Seattle recently faced challenges with implementing a minimum wage for app-based food delivery drivers, resulting in higher prices, decreased earnings for drivers, and frustrated city residents. Now, the Minneapolis City Council has followed suit by introducing a minimum wage for ride-share drivers, which could have even more detrimental effects.
The ordinance in Minneapolis calculates the minimum wage rate for ride-share drivers based on a per-minute and per-mile basis, currently set at $1.40 per mile and $0.51 per minute, with a minimum floor of $5 per trip. Despite claims that this measure aligns driver pay with the city’s minimum wage of $15.57 per hour, a state report revealed that lower rates would suffice.
After the council overrode the mayor’s veto of the ordinance, ride-sharing companies like Uber and Lyft announced plans to exit the Minneapolis market unless the rates are reconsidered. This potential withdrawal could have severe consequences for city residents, especially senior citizens and disabled individuals who rely on these services.

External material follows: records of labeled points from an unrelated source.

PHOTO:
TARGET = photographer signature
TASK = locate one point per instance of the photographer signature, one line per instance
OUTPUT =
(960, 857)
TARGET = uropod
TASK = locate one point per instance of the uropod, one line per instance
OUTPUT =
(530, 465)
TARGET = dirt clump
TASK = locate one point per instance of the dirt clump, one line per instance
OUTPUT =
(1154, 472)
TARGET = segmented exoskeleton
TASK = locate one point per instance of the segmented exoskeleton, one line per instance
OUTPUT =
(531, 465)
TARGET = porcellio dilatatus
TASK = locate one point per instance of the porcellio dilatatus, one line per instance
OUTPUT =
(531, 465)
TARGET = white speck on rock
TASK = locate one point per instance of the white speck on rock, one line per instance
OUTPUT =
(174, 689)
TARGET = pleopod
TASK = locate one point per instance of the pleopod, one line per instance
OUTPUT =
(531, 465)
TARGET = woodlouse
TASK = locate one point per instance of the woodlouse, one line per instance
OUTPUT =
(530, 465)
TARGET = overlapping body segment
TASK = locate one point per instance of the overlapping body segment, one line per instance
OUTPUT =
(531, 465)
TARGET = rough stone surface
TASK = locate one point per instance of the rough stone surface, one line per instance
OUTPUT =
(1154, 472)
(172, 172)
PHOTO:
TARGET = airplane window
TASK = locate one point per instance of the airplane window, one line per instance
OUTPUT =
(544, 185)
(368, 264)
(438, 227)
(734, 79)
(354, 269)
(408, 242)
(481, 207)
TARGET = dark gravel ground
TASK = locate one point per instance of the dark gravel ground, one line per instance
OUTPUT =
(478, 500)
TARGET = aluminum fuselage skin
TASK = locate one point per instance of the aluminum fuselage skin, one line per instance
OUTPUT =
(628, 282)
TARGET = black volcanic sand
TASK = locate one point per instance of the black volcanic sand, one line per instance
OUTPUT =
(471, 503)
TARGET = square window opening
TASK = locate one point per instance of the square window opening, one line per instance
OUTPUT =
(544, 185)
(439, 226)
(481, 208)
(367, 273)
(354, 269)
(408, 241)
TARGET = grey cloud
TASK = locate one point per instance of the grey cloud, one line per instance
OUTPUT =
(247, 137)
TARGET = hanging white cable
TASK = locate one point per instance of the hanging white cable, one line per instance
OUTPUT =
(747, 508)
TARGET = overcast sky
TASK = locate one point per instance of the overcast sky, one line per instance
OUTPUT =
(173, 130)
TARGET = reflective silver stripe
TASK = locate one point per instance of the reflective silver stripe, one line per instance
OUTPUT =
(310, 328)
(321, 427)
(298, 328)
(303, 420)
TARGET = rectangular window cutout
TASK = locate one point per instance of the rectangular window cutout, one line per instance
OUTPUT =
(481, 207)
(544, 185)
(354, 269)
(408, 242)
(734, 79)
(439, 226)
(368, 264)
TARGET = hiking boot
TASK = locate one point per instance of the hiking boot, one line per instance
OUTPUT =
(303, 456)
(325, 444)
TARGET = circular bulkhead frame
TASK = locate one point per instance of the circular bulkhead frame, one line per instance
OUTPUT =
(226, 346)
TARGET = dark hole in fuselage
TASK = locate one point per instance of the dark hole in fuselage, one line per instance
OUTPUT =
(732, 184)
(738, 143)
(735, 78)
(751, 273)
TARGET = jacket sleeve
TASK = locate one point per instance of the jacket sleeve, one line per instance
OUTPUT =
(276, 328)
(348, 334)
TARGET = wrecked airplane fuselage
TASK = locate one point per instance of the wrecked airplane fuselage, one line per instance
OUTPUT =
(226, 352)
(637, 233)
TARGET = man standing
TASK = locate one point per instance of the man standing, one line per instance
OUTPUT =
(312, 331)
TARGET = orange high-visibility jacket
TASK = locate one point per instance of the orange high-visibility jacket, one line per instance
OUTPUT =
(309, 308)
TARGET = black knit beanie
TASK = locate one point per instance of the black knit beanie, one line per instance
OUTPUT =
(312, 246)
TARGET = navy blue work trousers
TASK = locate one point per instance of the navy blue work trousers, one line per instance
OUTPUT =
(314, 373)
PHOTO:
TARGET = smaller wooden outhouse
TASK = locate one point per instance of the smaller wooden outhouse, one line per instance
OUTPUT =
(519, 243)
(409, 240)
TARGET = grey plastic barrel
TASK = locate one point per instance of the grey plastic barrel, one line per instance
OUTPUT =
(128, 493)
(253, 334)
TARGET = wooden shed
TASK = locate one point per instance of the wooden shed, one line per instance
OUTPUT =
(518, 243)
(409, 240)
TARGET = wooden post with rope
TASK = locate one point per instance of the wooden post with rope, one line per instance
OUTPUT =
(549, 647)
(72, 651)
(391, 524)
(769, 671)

The looming threat of losing ride-sharing services has raised concerns about increased drunk driving rates and the broader implications on the gig economy. If left unchecked, similar minimum wage hikes could extend to other sectors of the industry, impacting a wider range of workers in the Twin Cities.
As the debate continues, the Minnesota Legislature is also exploring legislation that could further complicate the classification of independent contractors in the state, adding more uncertainty for gig workers.
Despite the cautionary tales from other cities, the Minneapolis City Council seems determined to push forward with their agenda. It serves as a reminder of Karl Marx’s famous quote about history repeating itself, urging the council to reconsider the potential consequences of their actions.